Rebecca Black may have a future covering Halford tunes. That said, it's about what I expected. So I anticipated the first real rocker of the album would follow real soon and instead got this:
  

How the hell did a person who owns every Judas Priest record, including all the live ones - even the two live ones with Ripper Owens - miss the news that Rob Halford recorded a Christmas album? And how did I go a year and a half without finding it?  And why, of all times of year, did I have to add it to my collection in July? Yes, it has "Winter" in the title and, yes, he's standing in the snow but, really, isn't at least one of these true for 83% of metal albums out there?
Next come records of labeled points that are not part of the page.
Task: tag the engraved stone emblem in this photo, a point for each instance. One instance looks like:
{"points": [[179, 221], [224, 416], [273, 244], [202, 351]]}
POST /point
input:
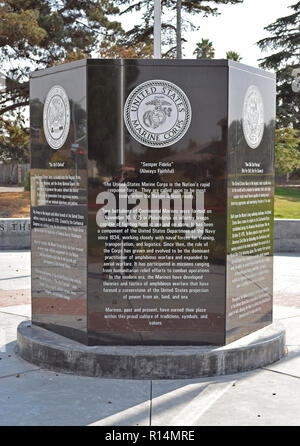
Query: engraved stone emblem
{"points": [[157, 113], [56, 117], [253, 117]]}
To be perfectly honest, I would have bought Winter Songs at any time if I had known it existed. Even today, if I had turned it over and read the song titles I would have gone ahead and purchased but sure as hell would have shelved it until much later in the year and, even then, probably would have just approached it as a novelty item.

I cannot review this now. How could anyone? Can any Christmas album not recorded by Frank Sinatra be good? (Yes, actually. See: Dread Zeppelin's Presents). And, as most of them are so bad they complete the circle back to goodness by default, can any Christmas album really be bad? (Yes, actually. Again, see: Dread Zeppelin's Presents). When a "serious" rock band does a Christmas record it really demands to be set aside from the discography. But when Halford numbers the damn thing it demands to sit right between Crucible and Made of Metal forever.

Luckily, the same trip also paid off with Amorphis' The Karelian Isthmus and Deep Purple's Come Taste the Band. Opposite ends of the spectrum, to be sure, but that juxtaposition is less jarring to me than the Metal God and Father Christmas. At least until the snow falls.